The removal of the default retirement age should kick-start a sensible debate over extending working lives says John Greenwood
After years of worry, benefits professionals are breathing a huge sigh of relief now business secretary Ed Davey has confirmed that insured benefits are exempted from age discrimination legislation abolishing the default retirement age.
Predictions of what might happen had the exemption not been secured were dire. What would an employer, negotiating an ill-health severance
package on April 6 have said to an employee who said they had intended to work til they dropped?
But ministers have accepted the arguments put forward by Grid and others in the group risk community that protection coverage would have been the principal casualty of not offering an exemption. Now the industry is looking forward to how it helps employers manage the challenges of an ageing workforce.
With ageing societies placing an increasing welfare cost on a decreasing workforce, longer careers will be essential.
“There will be 48 million fewer people of working age and 58 more people of pensionable age over the next 40 years to 2050,” says Ryan Hughes, senior fund manager at Skandia Investment Group. “The double whammy is more elderly people so the government is spending more money on them and there are fewer people to pay for it.”
Employers are understandably opposed to losing the freedom to get rid of older worker when they reach state retirement age. The CBI calling for the postponement of the implementation of the default retirement age changes illustrates the sentiment well. But some experts believe a change of attitude to older workers is needed at senior management level for the sake of the entire economy.
George Magnus, senior economic adviser at investment bank UBS – the man who famously spotted the risk the US sub-prime market posed to the economy – believes ageing societies in the West need to embrace the talent offered by older employees if they are to compete with emerging economies.
He points out the close correlation between shrinkage of nations’ workforces and drag on economic growth.
“Western governments are going to be on the rack for a long time and companies need to begin to recognise that if they do not move on this
themselves, they will be in trouble,” says Magnus, who cites the example of one leading high-tech manufacturer in the US that will see 40 per cent of its skilled workers retire in the next five years.

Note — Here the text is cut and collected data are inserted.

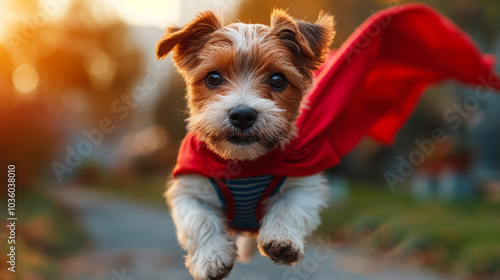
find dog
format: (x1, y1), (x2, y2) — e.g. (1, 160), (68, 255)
(156, 9), (335, 280)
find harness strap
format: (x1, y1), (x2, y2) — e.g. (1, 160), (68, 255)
(213, 175), (285, 226)
(212, 178), (236, 221)
(255, 175), (285, 222)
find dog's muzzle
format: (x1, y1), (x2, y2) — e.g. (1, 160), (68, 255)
(228, 106), (257, 130)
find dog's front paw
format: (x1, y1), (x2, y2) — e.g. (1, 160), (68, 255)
(187, 241), (237, 280)
(258, 239), (304, 266)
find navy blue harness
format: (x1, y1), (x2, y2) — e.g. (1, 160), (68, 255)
(209, 175), (286, 231)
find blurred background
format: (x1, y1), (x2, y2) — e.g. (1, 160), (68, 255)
(0, 0), (499, 279)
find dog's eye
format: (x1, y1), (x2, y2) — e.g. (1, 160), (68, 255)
(269, 73), (287, 91)
(205, 72), (223, 88)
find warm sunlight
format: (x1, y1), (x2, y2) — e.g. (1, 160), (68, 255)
(109, 0), (182, 27)
(0, 0), (182, 42)
(0, 2), (9, 42)
(1, 1), (500, 280)
(13, 63), (39, 94)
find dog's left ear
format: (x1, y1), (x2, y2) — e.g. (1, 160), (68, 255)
(156, 11), (223, 71)
(271, 9), (335, 72)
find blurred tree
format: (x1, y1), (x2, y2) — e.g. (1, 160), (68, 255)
(153, 71), (188, 168)
(0, 44), (15, 109)
(237, 0), (500, 49)
(39, 0), (143, 123)
(0, 0), (144, 187)
(3, 0), (143, 123)
(402, 0), (499, 48)
(0, 101), (63, 191)
(237, 0), (388, 48)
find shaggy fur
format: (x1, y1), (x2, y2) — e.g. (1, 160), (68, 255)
(158, 9), (335, 280)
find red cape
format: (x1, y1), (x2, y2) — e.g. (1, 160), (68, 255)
(173, 3), (500, 179)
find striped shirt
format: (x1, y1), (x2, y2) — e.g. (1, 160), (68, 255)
(209, 175), (286, 230)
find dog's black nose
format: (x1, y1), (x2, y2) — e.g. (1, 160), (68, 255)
(229, 107), (257, 130)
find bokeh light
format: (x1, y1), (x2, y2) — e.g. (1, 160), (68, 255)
(120, 125), (168, 157)
(84, 49), (116, 90)
(12, 63), (39, 94)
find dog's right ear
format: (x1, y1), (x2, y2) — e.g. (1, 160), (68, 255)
(271, 9), (335, 74)
(156, 11), (222, 71)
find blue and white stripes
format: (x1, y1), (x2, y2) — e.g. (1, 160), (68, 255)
(210, 175), (286, 230)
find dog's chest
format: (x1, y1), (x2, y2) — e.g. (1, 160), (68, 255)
(209, 175), (286, 231)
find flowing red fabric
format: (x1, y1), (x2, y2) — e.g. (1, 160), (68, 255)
(172, 3), (500, 179)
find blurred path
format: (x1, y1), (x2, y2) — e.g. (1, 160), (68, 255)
(53, 186), (444, 280)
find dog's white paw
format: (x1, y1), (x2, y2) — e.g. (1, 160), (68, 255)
(187, 239), (237, 280)
(257, 236), (304, 266)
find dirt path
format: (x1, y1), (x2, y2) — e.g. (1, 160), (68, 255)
(54, 186), (444, 280)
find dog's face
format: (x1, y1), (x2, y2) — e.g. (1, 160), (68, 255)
(157, 10), (335, 161)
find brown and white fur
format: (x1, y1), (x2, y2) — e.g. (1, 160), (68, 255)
(157, 9), (335, 280)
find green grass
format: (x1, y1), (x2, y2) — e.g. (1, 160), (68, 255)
(317, 183), (500, 277)
(0, 188), (89, 280)
(18, 190), (89, 255)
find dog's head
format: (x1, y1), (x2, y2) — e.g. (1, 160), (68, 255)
(156, 9), (335, 161)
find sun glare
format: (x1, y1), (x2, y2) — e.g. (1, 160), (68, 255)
(109, 0), (182, 27)
(0, 0), (182, 42)
(0, 2), (9, 42)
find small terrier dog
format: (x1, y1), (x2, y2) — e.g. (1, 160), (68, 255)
(157, 9), (335, 280)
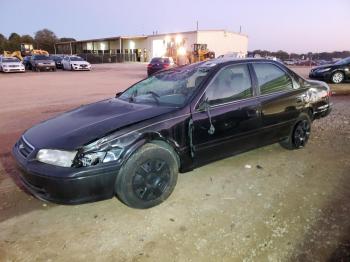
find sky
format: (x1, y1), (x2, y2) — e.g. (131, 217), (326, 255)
(0, 0), (349, 53)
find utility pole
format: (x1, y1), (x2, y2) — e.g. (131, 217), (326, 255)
(196, 21), (199, 31)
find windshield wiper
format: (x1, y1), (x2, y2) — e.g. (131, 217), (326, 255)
(146, 91), (160, 104)
(129, 90), (138, 102)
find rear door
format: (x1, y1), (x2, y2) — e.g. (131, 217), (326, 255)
(191, 63), (261, 165)
(251, 62), (306, 143)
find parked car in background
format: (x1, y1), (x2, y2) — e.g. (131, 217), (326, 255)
(283, 59), (296, 66)
(50, 55), (64, 69)
(30, 55), (56, 72)
(13, 59), (331, 209)
(23, 56), (32, 70)
(62, 56), (91, 71)
(309, 57), (350, 84)
(296, 60), (318, 66)
(0, 56), (25, 73)
(147, 57), (175, 76)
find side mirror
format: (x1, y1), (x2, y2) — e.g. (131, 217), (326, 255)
(115, 92), (122, 98)
(198, 97), (210, 112)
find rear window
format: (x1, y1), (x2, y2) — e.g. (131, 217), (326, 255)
(151, 58), (170, 64)
(33, 55), (50, 60)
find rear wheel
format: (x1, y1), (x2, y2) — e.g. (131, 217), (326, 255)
(115, 143), (178, 209)
(331, 71), (344, 84)
(280, 113), (311, 150)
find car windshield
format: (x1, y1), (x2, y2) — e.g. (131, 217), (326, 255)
(34, 55), (50, 60)
(70, 57), (84, 61)
(119, 63), (214, 107)
(334, 57), (350, 65)
(3, 58), (20, 62)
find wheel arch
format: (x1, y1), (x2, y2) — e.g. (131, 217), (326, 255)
(120, 132), (183, 173)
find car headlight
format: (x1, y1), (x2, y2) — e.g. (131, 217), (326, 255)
(3, 64), (8, 68)
(317, 68), (331, 73)
(36, 149), (77, 167)
(75, 132), (141, 167)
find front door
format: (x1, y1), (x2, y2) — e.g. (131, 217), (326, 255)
(191, 63), (261, 165)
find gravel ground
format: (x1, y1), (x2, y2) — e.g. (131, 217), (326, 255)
(0, 64), (349, 261)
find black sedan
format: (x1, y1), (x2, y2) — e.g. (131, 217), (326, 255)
(147, 57), (175, 76)
(13, 59), (331, 209)
(50, 55), (64, 69)
(309, 57), (350, 84)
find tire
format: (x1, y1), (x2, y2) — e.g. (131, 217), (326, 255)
(115, 143), (179, 209)
(280, 113), (311, 150)
(331, 71), (344, 84)
(71, 65), (74, 71)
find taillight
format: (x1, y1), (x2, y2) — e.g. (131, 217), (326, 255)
(147, 64), (152, 68)
(163, 63), (170, 68)
(328, 90), (332, 97)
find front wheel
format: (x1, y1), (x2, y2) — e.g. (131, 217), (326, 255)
(331, 71), (344, 84)
(115, 143), (179, 209)
(280, 113), (311, 150)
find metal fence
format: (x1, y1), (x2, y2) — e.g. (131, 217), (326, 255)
(77, 53), (138, 64)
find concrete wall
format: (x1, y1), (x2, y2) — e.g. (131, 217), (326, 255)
(146, 32), (197, 59)
(197, 31), (248, 57)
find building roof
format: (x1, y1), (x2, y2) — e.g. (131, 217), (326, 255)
(56, 29), (248, 45)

The economic benefits of prolonging working lives should not be underestimated. “There is a key link between health and productivity,” says Robert Greenhill, managing director and chief business officer of the World Economic Forum, the organisation whose annual Davos meeting brings together top business leaders. “If you have a population that is healthy and productive later into life, not only do they contribute longer into the economy, but also the costs on that economy are less. At Davos there will be a focus on the issue of workplace wellness.”

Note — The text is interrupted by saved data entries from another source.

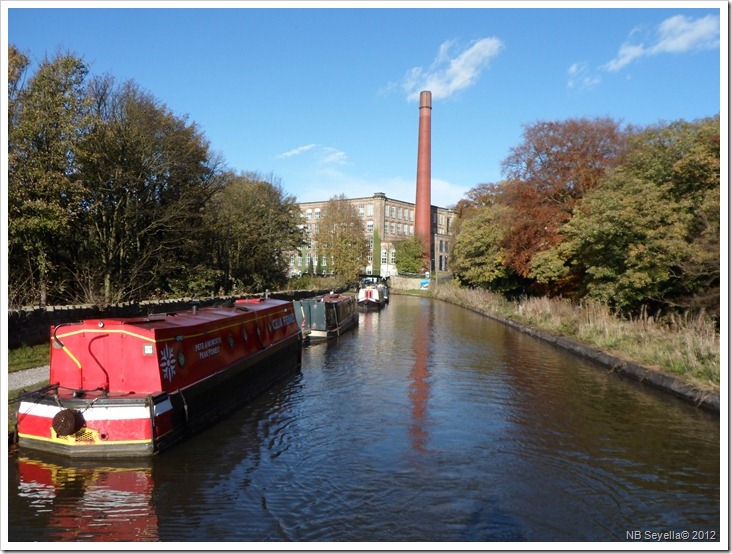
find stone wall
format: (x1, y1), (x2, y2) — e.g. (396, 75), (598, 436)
(389, 275), (429, 291)
(8, 290), (332, 349)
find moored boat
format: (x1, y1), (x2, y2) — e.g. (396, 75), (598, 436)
(14, 297), (302, 458)
(356, 276), (388, 311)
(294, 292), (358, 342)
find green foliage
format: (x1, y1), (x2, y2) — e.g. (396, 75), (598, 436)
(8, 50), (92, 305)
(75, 77), (225, 303)
(203, 172), (304, 294)
(453, 114), (719, 319)
(451, 204), (520, 293)
(393, 236), (427, 274)
(533, 116), (720, 315)
(558, 173), (693, 311)
(7, 44), (309, 306)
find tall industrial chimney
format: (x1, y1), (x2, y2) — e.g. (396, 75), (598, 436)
(414, 90), (432, 270)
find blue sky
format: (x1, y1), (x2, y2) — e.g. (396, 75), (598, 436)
(4, 2), (725, 208)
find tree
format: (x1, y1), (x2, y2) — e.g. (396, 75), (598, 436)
(451, 204), (522, 293)
(498, 117), (627, 279)
(75, 77), (226, 303)
(393, 236), (428, 274)
(314, 194), (368, 282)
(532, 116), (720, 315)
(8, 50), (92, 305)
(203, 172), (303, 294)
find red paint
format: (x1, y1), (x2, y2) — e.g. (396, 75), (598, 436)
(415, 90), (432, 263)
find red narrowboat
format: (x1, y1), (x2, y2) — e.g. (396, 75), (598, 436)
(15, 298), (302, 458)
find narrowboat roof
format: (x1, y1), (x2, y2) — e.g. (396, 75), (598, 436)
(73, 298), (289, 332)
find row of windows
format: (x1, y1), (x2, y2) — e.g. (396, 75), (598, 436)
(302, 203), (417, 222)
(292, 249), (399, 267)
(302, 221), (415, 237)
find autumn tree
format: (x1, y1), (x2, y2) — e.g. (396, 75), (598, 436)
(531, 116), (720, 315)
(498, 117), (627, 281)
(314, 194), (368, 282)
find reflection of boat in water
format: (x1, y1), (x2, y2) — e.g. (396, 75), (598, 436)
(14, 454), (158, 541)
(15, 297), (302, 458)
(294, 293), (358, 342)
(356, 275), (389, 311)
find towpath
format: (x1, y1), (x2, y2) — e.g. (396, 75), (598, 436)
(8, 366), (49, 392)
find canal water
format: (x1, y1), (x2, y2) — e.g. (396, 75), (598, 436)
(6, 295), (720, 544)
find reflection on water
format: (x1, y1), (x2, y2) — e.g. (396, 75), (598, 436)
(12, 455), (158, 541)
(7, 295), (720, 543)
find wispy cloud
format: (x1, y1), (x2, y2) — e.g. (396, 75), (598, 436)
(567, 13), (719, 89)
(401, 37), (504, 102)
(603, 14), (719, 72)
(567, 62), (601, 90)
(276, 144), (348, 165)
(276, 144), (317, 159)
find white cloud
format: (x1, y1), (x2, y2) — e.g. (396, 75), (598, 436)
(604, 14), (719, 72)
(319, 147), (348, 165)
(276, 144), (317, 159)
(402, 37), (504, 102)
(276, 144), (348, 165)
(567, 61), (601, 90)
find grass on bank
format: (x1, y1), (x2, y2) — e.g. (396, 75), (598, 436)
(9, 343), (49, 373)
(429, 280), (720, 392)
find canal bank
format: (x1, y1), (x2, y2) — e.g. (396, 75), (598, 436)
(396, 284), (720, 415)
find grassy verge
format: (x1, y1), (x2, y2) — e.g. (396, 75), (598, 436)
(9, 344), (49, 373)
(429, 280), (720, 392)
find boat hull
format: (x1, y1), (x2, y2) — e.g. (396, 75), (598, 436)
(294, 293), (358, 342)
(15, 298), (302, 458)
(16, 333), (301, 458)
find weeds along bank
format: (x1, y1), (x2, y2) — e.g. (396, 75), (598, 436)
(428, 281), (719, 413)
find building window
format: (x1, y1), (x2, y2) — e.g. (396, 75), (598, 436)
(397, 207), (402, 220)
(381, 250), (387, 264)
(306, 209), (312, 220)
(385, 205), (389, 217)
(367, 221), (373, 232)
(368, 237), (374, 249)
(397, 223), (402, 234)
(390, 222), (395, 235)
(366, 204), (374, 217)
(390, 206), (396, 218)
(314, 209), (320, 220)
(358, 204), (364, 217)
(390, 249), (396, 264)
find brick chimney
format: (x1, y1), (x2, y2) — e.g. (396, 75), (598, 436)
(414, 90), (432, 269)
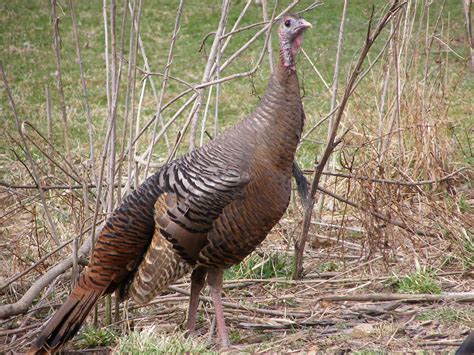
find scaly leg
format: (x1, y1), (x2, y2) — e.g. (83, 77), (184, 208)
(206, 268), (230, 348)
(186, 266), (207, 335)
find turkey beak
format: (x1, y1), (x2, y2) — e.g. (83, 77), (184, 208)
(297, 19), (312, 31)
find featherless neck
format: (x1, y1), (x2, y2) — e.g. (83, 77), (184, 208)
(279, 43), (297, 72)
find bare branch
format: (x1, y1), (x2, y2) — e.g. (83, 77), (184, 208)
(143, 0), (184, 178)
(51, 0), (71, 173)
(321, 292), (474, 303)
(1, 64), (60, 245)
(294, 1), (406, 280)
(308, 167), (470, 186)
(0, 238), (92, 319)
(316, 185), (439, 237)
(69, 0), (95, 177)
(189, 0), (231, 151)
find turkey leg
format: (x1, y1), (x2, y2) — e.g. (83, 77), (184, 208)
(206, 268), (230, 348)
(186, 266), (207, 335)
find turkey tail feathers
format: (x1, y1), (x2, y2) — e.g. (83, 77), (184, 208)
(292, 162), (309, 206)
(28, 287), (103, 354)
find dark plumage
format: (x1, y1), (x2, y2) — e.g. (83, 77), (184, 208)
(456, 332), (474, 355)
(29, 14), (311, 353)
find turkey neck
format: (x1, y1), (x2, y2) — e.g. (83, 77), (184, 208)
(248, 62), (303, 174)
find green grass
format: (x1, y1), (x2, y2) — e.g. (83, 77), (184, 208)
(1, 1), (470, 167)
(229, 328), (241, 343)
(389, 269), (442, 294)
(75, 326), (117, 349)
(458, 193), (471, 214)
(115, 328), (213, 354)
(463, 237), (474, 270)
(417, 307), (474, 326)
(318, 261), (340, 273)
(224, 252), (293, 280)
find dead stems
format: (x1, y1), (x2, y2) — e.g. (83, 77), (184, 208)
(294, 1), (406, 279)
(189, 0), (231, 151)
(313, 167), (469, 186)
(143, 0), (184, 178)
(321, 292), (474, 303)
(316, 185), (438, 237)
(69, 0), (95, 178)
(51, 0), (71, 177)
(1, 64), (60, 246)
(0, 238), (92, 319)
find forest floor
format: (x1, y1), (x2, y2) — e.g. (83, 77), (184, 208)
(2, 212), (472, 353)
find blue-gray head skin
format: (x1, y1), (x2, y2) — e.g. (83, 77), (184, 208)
(278, 14), (312, 71)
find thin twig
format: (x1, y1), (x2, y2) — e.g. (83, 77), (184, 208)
(167, 286), (312, 319)
(321, 292), (474, 303)
(115, 0), (129, 206)
(317, 185), (439, 237)
(189, 0), (231, 151)
(262, 0), (274, 73)
(69, 0), (95, 179)
(306, 167), (469, 186)
(294, 1), (406, 279)
(312, 0), (349, 250)
(21, 122), (83, 185)
(1, 64), (60, 245)
(0, 181), (129, 190)
(143, 0), (184, 178)
(51, 0), (71, 176)
(0, 238), (93, 319)
(0, 221), (102, 292)
(129, 0), (172, 153)
(123, 0), (139, 194)
(45, 86), (53, 176)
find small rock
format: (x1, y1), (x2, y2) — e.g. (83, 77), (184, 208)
(351, 323), (375, 337)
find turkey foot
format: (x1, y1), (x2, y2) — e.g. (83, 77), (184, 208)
(185, 267), (207, 336)
(206, 268), (230, 348)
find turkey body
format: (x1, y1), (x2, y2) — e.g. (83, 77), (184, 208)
(130, 65), (303, 301)
(174, 67), (302, 270)
(30, 45), (305, 353)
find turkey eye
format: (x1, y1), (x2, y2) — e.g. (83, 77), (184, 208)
(284, 19), (291, 27)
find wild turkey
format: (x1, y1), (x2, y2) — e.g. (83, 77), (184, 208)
(29, 14), (311, 353)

But in an environment of fiscal tightening, how do those promoting workplace wellness programmes overcome short-termist attitudes “Health and wellbeing programs do bring significant returns, and they do so quite quickly. We saw with HIV and AIDS spending on workforces in
developing countries that the improvements were very quick,” says Greenhill. “The same principles apply in the workplace in developed countries. If you can deal with chronic illnesses like diabetes you will see improved productivity.”
While the group risk industry is breathing a sigh of relief at the threat the DRA could have presented to its business volumes, HR departments still face many other challenges as the demographics of their employee base change.

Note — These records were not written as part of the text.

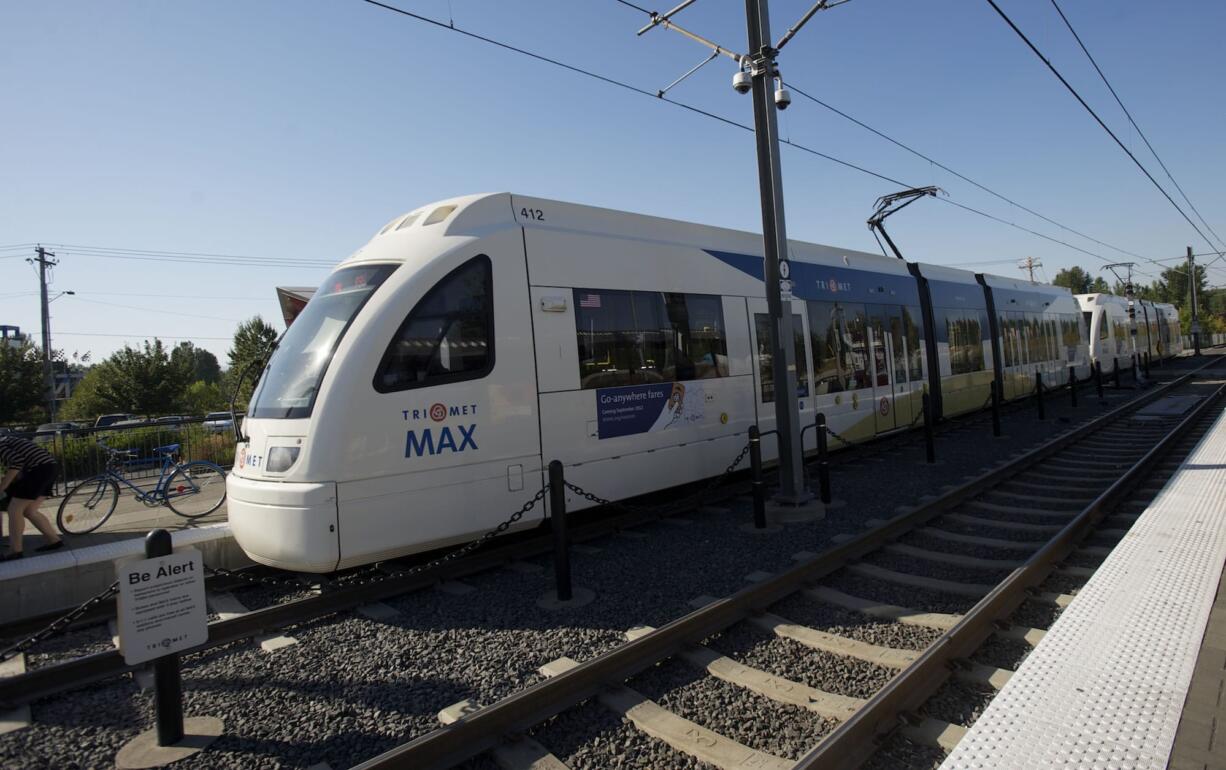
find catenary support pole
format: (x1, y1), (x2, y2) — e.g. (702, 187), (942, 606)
(815, 413), (831, 504)
(922, 391), (935, 464)
(1035, 370), (1045, 420)
(743, 0), (812, 509)
(749, 426), (766, 528)
(146, 529), (185, 747)
(547, 461), (572, 602)
(1189, 246), (1201, 355)
(990, 380), (1002, 437)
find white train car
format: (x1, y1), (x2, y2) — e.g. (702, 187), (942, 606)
(228, 193), (1087, 572)
(1076, 294), (1183, 372)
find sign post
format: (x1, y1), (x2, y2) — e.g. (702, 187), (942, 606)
(114, 530), (222, 769)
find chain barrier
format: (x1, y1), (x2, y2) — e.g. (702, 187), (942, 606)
(562, 440), (751, 517)
(0, 581), (120, 664)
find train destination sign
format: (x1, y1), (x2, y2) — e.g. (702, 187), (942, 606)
(117, 548), (208, 665)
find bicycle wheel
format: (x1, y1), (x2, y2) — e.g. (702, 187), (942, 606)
(164, 461), (227, 518)
(57, 476), (120, 534)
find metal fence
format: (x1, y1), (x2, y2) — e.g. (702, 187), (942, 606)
(5, 419), (237, 498)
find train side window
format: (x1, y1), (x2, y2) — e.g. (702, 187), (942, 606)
(574, 290), (728, 389)
(373, 255), (493, 393)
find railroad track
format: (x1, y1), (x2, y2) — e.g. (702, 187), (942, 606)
(350, 363), (1226, 770)
(3, 357), (1186, 706)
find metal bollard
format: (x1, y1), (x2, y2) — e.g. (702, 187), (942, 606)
(922, 391), (935, 464)
(1068, 365), (1077, 408)
(1035, 370), (1045, 420)
(990, 380), (1002, 437)
(547, 461), (572, 602)
(815, 413), (831, 505)
(749, 426), (766, 528)
(146, 529), (185, 747)
(1113, 357), (1121, 389)
(1095, 361), (1104, 399)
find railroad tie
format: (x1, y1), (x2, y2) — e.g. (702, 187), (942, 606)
(803, 586), (961, 631)
(0, 655), (30, 735)
(882, 542), (1022, 570)
(846, 563), (994, 598)
(967, 500), (1080, 517)
(539, 657), (793, 770)
(996, 624), (1046, 647)
(919, 527), (1046, 549)
(624, 626), (864, 721)
(899, 718), (967, 752)
(941, 513), (1062, 534)
(437, 699), (569, 770)
(205, 592), (298, 652)
(747, 612), (919, 669)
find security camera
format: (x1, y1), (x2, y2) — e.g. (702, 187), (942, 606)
(732, 70), (752, 94)
(774, 86), (792, 110)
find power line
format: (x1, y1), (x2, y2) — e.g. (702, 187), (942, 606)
(983, 0), (1217, 254)
(74, 290), (272, 301)
(360, 0), (1159, 277)
(784, 84), (1156, 264)
(1048, 0), (1226, 251)
(71, 296), (243, 323)
(55, 331), (233, 341)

Michael Rendell, head of human resource services at PWC, says: “If people anticipate working into their old age, they may choose to take longer breaks earlier in their careers, perhaps to concentrate on family life or to travel overseas. Ultimately companies are going to have to adapt to retain talented people and keep them motivated throughout a longer working life.”
Western governments are going to be on the rack for a long time and companies need to begin to recognise that if they do not move on this themselves, they will be in trouble
And Georgina Jones, associate at Sackers & Partners, believes age remains an issue for pension schemes.
She says : “Although the Government is still of the opinion that the removal of the default retirement age will not affect occupational pension schemes as it will not affect the setting of a “normal retirement age” for their purposes, we must beg to differ. Occupational pension schemes are premised on people retiring at a certain age, classically 65. If this is no longer to be the case they will need to adjust. If they do not do so, they risk age discrimination claims.
“If they have not already done so, schemes will need to consider what benefits to provide to those who continue working beyond the scheme’s
normal retirement age and should address the issue of flexible retirement as this is likely to become more popular.”